Calesian soñaba con un esquiador blanco sobre una montaña negra. No podía verle el rostro, sólo las piernas, los esquíes blancos, la ladera negra resplandeciente, el cielo gris blanquecino. El esquiador corría hacia abajo en ángulo, muy rápido, y el viento silbaba a su paso, y seguía y seguía, aunque nunca parecía llegar abajo; y la enorme ladera estaba desierta.
El sonido del teléfono confundió su mente, que trató de interpolarlo en el sueño como unas campanas. Pero no había iglesia, y la imagen se destruyó y se despertó, con la boca seca y desorientado. Oyó el teléfono, que sonaba por segunda vez. No necesitaba encender la luz para coger el auricular de la mesilla de noche. Tendido de lado, oyendo el latido de su corazón en el oído apretado contra la almohada, se llevó el auricular a la otra oreja:
– Hola.
– ¿Calesian? -Era una voz enojada, y una voz que reconocía, aunque no pudo unirla a ningún hombre por el momento. Pero sabía que era alguien con poder; el tono de la voz bastaba para indicarle eso.
– ¿Sí? -dijo-. ¿Quién es?
– Dulare, bastardo imbécil. Despiértate.
Dulare.
– Estoy despierto -contestó Calesian, y sintió un movimiento nervioso en todo el cuerpo. Levantó la cabeza de la almohada, se apoyó sobre un codo y repitió-: Estoy despierto. ¿Qué pasa? -Parpadeó en la oscuridad; del otro lado de la ventana de su dormitorio, no brillaba la luna. Todo estaba oscuro como el interior de un armario.
– Ya verás qué pasa -dijo Dulare-. Seis tipos acaban de asaltar el Riviera.
– ¿Qué?
– Ya me oíste, ¡maldito seas!
– Asaltaron…
– Tiene que ser tu amigo Parker -dijo Dulare-. No puede ser ningún otro.
– ¡Dios santo!
– Dios no tiene nada que ver con esto… -Dulare estaba furioso; sus palabras parecían acuñadas en metal-. Calesian, te aseguro que ningún ladrón va a quitarme cincuenta mil dólares.

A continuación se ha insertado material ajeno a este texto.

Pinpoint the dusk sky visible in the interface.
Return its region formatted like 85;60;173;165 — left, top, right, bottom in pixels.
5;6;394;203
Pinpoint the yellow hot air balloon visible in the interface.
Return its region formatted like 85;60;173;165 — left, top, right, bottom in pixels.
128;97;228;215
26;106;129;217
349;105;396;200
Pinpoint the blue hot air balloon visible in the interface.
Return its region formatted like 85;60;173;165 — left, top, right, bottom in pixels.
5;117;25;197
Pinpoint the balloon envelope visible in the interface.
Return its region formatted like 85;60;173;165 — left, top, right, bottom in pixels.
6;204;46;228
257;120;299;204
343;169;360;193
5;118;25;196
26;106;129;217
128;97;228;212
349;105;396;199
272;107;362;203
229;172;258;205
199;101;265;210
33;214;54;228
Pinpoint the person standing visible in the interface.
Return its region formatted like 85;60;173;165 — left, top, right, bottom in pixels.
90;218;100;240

– No… -Calesian se pasó la mano libre por la cara, tratando de pensar. Ahora estaba sentado en la cama y se había olvidado del sueño.
– ¿Dijiste que eran seis?
– Ha traído amigos -respondió Dulare-. El hijo de perra está empezando una guerra, Calesian. Has cometido todos los errores posibles en este asunto, tú y ese imbécil de Buenadella.
– ¿No pudieron hacer nada? -Era una pregunta estúpida, y Calesian lo sabía, pero no encontraba nada sensato que decir y el silencio hubiera sido peor.

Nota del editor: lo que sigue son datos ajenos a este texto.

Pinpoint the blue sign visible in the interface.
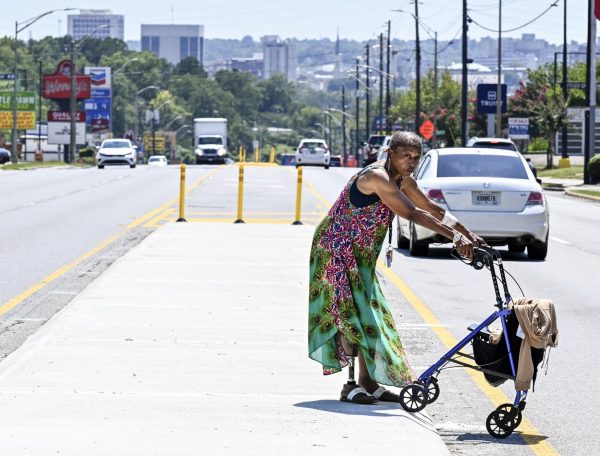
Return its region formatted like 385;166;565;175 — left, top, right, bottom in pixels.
477;84;506;114
85;97;111;126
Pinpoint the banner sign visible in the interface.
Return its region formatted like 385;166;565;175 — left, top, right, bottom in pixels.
508;117;529;139
83;67;111;90
48;122;85;144
0;91;35;112
0;111;35;130
47;111;85;122
477;84;506;114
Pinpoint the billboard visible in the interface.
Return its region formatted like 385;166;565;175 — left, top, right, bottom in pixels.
83;67;111;89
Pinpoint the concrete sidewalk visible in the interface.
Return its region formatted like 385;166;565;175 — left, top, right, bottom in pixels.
0;223;449;456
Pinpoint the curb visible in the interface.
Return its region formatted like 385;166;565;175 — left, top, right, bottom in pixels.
565;188;600;202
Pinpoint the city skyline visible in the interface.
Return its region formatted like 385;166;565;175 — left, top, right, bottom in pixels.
0;0;587;44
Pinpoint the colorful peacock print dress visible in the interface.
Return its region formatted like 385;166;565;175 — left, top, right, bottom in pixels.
308;165;414;386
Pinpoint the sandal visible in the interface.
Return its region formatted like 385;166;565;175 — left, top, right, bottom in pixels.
340;386;377;405
371;386;400;402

– Voy a casa de Buenadella -dijo Dulare. Era mal síntoma que llamase a Dutch por su apellido-. No quiero que ninguno de vosotros siga haciéndose cargo de la situación, no mientras esté Parker dando vueltas. Estaré en quince minutos, y es mejor que estés tú también.
– Por supuesto -contestó Calesian, pero Dulare ya había colgado.
Calesian colgó, luego se puso en pie y se quedó un instante en la oscuridad, negándose a encender la luz, a afrontar la realidad, a empezar a moverse.
Debería haber sabido. Debería haber sospechado que Parker haría algo así; ahora entendía por qué el bastardo había desaparecido. El modo en que había presionado a Lozini la semana anterior, robando en el New York Room y en la cervecería, y en el garaje del centro. Sólo que esta vez, en lugar de tres pequeños golpes anónimos, había dado un gran golpe y se había hecho con cincuenta mil dólares.
¿Un gran golpe? De pronto, con la convicción de una revelación del más allá, supo que habría más golpes. Mirando por la ventana, Calesian pensó: «Está ahí afuera, en algún lugar, ahora, robando algo. ¿Dónde demonios estás, Parker?».
Aún en la oscuridad, volvió la cabeza hacia el teléfono que no podía ver. ¿Llamar a alguien? ¿Dar la alarma? ¿A quién? No tenía la menor idea de adónde irían, o incluso si la policía podría hacer algo. Un asalto en el Riviera estaba fuera de la jurisdicción de la ciudad. Y si no había habido heridos o clientes que se hubieran enterado, probablemente no lo denunciarían.
Cincuenta mil. Y sólo era el primero.
Calesian fue a la ventana, miró la ciudad oscura bajo el cielo sin luna. Las luces de las calles daban más relieve a la oscuridad. Calesian sintió a Parker en algún lado, escurriéndose en las sombras con su ejército.
Miró al cielo. ¿Por qué no había luna? Afuera debía de hacer calor, pero aquí dentro funcionaba el aire acondicionado, y sintió un escalofrío. «Una maldita noche para morir», pensó.